Ils renversèrent les bacs et se livrèrent au tri habituel. Lartigues ne mangeait que des yaourts et du quinoa. Il abusait aussi de produits d’utilité sexuelle : poppers, Viagra, Cialis, pilules de ginseng et alcaloïdes vasodilatateurs.

— C’est la fête à la maison, ricana Kripo.

Dans un autre bac, ils trouvèrent des fragments de métal qui sentaient encore le feu comme les corps sentent le sexe après l’amour, des résidus de produits chimiques (sans doute des colles), des lambeaux d’élastomère (pour les moulages)…

— Vous cherchez quelque chose ?

Ils se retournèrent.

— Ivo Lartigues, énonça l’homme qui se tenait sur l’étroit trottoir. Je suppose que c’est moi que vous venez voir ?

Erwan savait qu’il ne correspondrait pas au signalement de son voleur de clous mais le sculpteur échappait à tout soupçon : il était en chaise roulante.

Le flic masqua sa surprise en tendant son porte-carte — ce qui lui laissa un bref répit pour retrouver son sang-froid. L’infirme observa le badge tricolore puis le lui rendit avec un long regard scrutateur.

— Sclérose en plaques, commandant. Je lis dans vos yeux que vos renseignements à mon sujet étaient incomplets. Suivez-moi. J’ai du café chaud.

103

Six mètres de hauteur de plafond, plusieurs centaines de superficie : l’atelier était surmonté d’une large mezzanine.
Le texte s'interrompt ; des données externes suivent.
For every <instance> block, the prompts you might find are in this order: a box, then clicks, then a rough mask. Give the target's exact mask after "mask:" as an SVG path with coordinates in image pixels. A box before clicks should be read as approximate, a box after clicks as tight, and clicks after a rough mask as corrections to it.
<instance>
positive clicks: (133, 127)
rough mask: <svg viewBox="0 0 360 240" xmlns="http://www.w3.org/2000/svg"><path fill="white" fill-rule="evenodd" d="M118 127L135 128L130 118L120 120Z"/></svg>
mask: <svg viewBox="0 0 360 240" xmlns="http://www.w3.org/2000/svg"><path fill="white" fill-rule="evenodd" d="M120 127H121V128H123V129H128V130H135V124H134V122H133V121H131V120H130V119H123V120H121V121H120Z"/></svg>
Plus haut encore, des poutres d’acier soutenaient une verrière aux structures d’acier dont les lames diffusaient une lumière grise aussi glacée que celle de vitraux.

— C’est l’ancienne gare de Bel-Air, dit sobrement l’artiste, en disposant trois tasses sur un petit guéridon couvert de brûlures et de taches de peinture.

Erwan et Kripo arpentaient l’espace, frappés par ses habitants : des colosses de plusieurs mètres reproduisant la naïveté inquiétante des statues africaines. Bras à angle droit, torses d’un bloc, regards aussi ronds que des trous d’obus, le tout dans une couleur rouille qui était plus qu’une couleur : une poudre d’anxiété qui étouffait le cœur.

— Vous venez sans doute pour les meurtres de ces derniers jours ? ajouta Lartigues en leur désignant les tasses pleines.

— Qu’est-ce qui vous fait dire ça ? demanda Erwan.

— Je lis les journaux. Visiblement, le mode opératoire du tueur rappelle mes propres œuvres…

Leur hôte n’était pas un imbécile : on allait gagner du temps.

— Selon nos sources, l’une des victimes, Anne Simoni, s’intéressait à votre… groupe.

— De quoi parlez-vous ?

— Des no limit.

Lartigues acquiesça, comme pour lui-même.

— Je ne connais pas tout le monde. Et même, si je voulais vous provoquer, je dirais que je ne connais personne.

— Où vous réunissez-vous ?

— Ça dépend. Dans des friches industrielles, des parkings, ici aussi…

— Et vous ne connaissez pas ceux que vous recevez ?

— Ces soirées sont fondées sur l’anonymat.

— Et pour les invitations ?

Lartigues gloussa. Il avait un long corps, très étroit, qui, une fois déplié, aurait été élégant. Mais dans son fauteuil, il paraissait au contraire atrophié. Une épaule trop haute, les jambes cagneuses, les poignets tordus. L’idée qui venait était celle de crampes d’un genre particulier qui l’auraient foudroyé et figé à jamais.

— Pas d’invitations. Nous agissons comme les terroristes. Jamais de trace écrite. Et surtout rien sur Internet.

Erwan siffla son café en une gorgée — délicieux.

— Vous vous considérez comme un terroriste ?

— S’il s’agit de terroriser l’ordre bourgeois et l’intolérance de la masse, oui.